Two leading University of California researchers, one a physicist, the other a mathematician, will be joining the Cornell faculty in the coming months. The hirings are regarded as a major coup for the university, since both are seminal figures in their fields. J.C. Séamus Davis, professor of physics at UC-Berkeley (Read Davis' profile), is on the leading edge of the development of scanning tunneling microscopy as applied to superconductivity and quantum computing semiconductors. William Thurston, professor of mathematics at UC-Davis, is a world-renowned topologist, with a keen interest in the application of computing to mathematics.

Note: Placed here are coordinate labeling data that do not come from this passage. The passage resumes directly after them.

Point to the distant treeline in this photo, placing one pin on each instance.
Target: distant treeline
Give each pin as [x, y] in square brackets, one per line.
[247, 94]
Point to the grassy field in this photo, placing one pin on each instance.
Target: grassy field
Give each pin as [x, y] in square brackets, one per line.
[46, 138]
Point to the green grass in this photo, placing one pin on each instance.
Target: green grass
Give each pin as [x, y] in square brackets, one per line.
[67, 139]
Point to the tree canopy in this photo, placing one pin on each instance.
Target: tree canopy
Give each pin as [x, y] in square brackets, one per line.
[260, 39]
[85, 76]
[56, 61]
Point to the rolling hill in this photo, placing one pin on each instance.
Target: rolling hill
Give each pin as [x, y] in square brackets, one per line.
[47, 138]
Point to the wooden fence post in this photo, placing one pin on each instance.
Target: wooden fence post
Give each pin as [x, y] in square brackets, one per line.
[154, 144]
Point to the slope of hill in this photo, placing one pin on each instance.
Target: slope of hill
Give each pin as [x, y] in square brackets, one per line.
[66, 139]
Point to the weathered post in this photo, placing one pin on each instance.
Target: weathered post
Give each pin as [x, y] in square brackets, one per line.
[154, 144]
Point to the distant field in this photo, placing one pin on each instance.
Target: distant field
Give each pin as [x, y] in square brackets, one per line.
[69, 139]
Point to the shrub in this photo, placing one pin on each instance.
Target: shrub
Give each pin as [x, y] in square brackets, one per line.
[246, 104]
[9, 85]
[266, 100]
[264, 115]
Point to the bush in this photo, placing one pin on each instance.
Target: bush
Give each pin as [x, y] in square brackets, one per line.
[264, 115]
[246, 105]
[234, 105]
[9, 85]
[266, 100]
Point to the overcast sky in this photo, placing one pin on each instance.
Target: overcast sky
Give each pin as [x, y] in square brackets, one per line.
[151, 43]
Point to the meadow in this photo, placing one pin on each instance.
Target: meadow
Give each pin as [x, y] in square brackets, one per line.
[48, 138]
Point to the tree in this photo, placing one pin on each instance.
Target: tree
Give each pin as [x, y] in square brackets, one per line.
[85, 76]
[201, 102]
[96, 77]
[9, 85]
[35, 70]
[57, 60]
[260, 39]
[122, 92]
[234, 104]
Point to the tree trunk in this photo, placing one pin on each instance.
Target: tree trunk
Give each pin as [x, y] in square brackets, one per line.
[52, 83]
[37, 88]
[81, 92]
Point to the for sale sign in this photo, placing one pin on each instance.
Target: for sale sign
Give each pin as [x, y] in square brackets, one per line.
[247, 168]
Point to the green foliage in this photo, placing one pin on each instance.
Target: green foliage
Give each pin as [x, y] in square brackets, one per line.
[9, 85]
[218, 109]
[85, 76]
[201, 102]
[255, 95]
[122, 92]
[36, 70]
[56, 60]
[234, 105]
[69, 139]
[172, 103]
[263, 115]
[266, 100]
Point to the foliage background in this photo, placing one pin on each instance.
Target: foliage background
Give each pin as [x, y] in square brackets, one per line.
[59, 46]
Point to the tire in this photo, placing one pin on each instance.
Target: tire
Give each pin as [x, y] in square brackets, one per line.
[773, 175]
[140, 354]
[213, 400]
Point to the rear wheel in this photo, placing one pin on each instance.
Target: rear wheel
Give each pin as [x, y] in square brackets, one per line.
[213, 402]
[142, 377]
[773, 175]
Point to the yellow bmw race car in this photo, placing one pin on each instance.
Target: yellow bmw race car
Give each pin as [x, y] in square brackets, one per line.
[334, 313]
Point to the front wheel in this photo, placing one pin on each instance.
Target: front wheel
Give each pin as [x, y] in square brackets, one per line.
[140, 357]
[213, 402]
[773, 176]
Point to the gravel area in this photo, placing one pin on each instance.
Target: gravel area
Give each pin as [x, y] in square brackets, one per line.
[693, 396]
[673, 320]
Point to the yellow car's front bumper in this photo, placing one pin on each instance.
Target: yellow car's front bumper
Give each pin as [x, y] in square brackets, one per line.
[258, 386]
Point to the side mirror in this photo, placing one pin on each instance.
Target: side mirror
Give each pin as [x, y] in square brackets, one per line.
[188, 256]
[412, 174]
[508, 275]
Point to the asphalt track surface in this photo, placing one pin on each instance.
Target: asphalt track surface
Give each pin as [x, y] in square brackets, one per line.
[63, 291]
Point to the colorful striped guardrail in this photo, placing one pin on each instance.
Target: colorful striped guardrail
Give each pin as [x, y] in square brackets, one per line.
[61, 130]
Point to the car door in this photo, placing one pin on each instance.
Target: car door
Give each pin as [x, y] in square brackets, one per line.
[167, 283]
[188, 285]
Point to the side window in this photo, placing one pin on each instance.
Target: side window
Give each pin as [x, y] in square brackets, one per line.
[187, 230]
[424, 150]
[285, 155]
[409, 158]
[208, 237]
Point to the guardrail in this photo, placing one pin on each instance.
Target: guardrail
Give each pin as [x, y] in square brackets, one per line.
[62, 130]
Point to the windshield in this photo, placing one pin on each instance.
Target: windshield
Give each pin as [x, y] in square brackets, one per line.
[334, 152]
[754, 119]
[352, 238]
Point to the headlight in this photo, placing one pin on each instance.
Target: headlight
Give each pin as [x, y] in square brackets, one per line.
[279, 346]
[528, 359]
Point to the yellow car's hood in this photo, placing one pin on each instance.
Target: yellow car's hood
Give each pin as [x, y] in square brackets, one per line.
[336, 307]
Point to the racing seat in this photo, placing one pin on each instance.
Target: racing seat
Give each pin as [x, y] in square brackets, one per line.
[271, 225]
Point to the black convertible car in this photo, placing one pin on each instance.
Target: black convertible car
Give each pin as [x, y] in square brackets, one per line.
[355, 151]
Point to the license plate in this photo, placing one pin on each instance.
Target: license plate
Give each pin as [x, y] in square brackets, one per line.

Cornell's mathematics department is in a state of excitement over the fact that William Paul Thurston, now at the University of California-Davis, will join the faculty in the fall of 2003.
"It's like hiring one of the great Nobel Prize winners," said John Hubbard, professor of mathematics, who for the past 15 years has been writing a book about Thurston's work. There is no Nobel Prize for mathematics, but in 1982, at age 37, Thurston won the Fields Medal, which mathematicians regard as the equivalent.
He will have a joint appointment in the Department of Mathematics and the Faculty of Computing and Information Science.
Thurston's primary work is in topology, which deals with properties of geometric objects that remain unchanged when the object is bent or stretched. For instance, an inner tube or a balloon is topologically the same whether it is inflated or not. Particularly, he works with "manifolds," a generalization of surfaces. Balloons, inner tubes and your skin are good approximations of two-dimensional manifolds. A two-dimensional manifold can be created by taking a flat surface and bending it around until the edges can be glued together. The three-dimensional analog, called a 3-manifold, can be constructed by mathematically gluing together the limits of a three-dimensional space.
Thurston received the Fields medal for showing that a large class of such manifolds can be blown up to one particular "best shape" that would be, geometrically, a "perfect shape." It will be "perfect'' in the sense that just as on a sphere, every point looks like every other point. A football, in contrast, is not perfect: the ends are more curved than the midsection. "Perfection'' requires constant curvature.
The class of perfect objects Thurston dealt with are "hyperbolic" 3-manifolds. If you were a two-dimensional being living on the surface of a sphere, you would eventually discover that the space around you has positive curvature. Now imagine gluing together a lot of equilateral triangles. Six to a vertex makes a flat surface; five to a vertex makes an icosahedron, which is approximately spherical; seven to a vertex is an approximation to a hyperbolic plane, which has negative curvature. Hyperbolic 3-manifolds are made out of pieces of three-dimensional hyperbolic space glued together.
"Before Thurston came around, people thought hyperbolic manifolds were very unusual," Hubbard explains. "What he showed is that a very large class of hyperbolic manifolds have this natural perfect shape."
Thurston also has made important contributions in the study of foliations. A foliation of a manifold is a way of filling it with manifolds of one dimension lower -- for instance, filling a three-dimensional manifold with surfaces, which may wind around and accumulate in complicated ways. Some manifolds have an "obstruction," which makes it impossible to foliate them completely. The surface of a sphere, for example, can't be sliced entirely into circles because there will always be two single points -- the poles -- left over. Mathematicians say that a sphere has a "Euler characteristic" of two. In another breakthrough, Thurston proved that the Euler characteristic is the only obstacle to foliation, so any manifold whose Euler characteristic is zero can be foliated.
Thurston has co-written papers with members of the Cornell computer science faculty and lectured here recently on the application of computing to certain problems with manifolds. "He wants to run algorithms on real machines," said Robert Constable, dean of computing and information science. "It was only a small part of it, but I think our computing and information science faculty was the icing on the cake in getting him to come here."
The son of a homemaker and an aeronautical engineer, Thurston attended New College in Sarasota, Fla., and after graduation in 1967 studied under the noted mathematician Morris Hirsch at the University of California-Berkeley, earning his doctorate in 1972. He spent two years at the Institute for Advanced Study in Princeton, N.J., then taught for two years at the Massachusetts Institute of Technology before joining the faculty of Princeton University.
In 1991 he returned to UC-Berkeley as a faculty member, and in 1993 became director of the Mathematical Sciences Research Institute in Berkeley. His career has been noteworthy for efforts to improve the teaching of mathematics in high schools and for bringing more women and minorities into mathematics. In 1996 he moved to UC-Davis when his wife enrolled as a veterinary student there. Now, Hubbard says, Thurston has decided to move east and has been drawn to Cornell by the opportunity to work with a strong group of mathematicians in his field.
Thurston held an Alfred P Sloan Foundation Fellowship from 1974 to 1975. In 1976 he was awarded the Oswald Veblen Geometry Prize of the American Mathematical Society for his work on foliations. In 1979 he became the second person to receive the Alan T. Waterman Award. He is a member of the American Academy of Arts and Sciences and the National Academy of Sciences.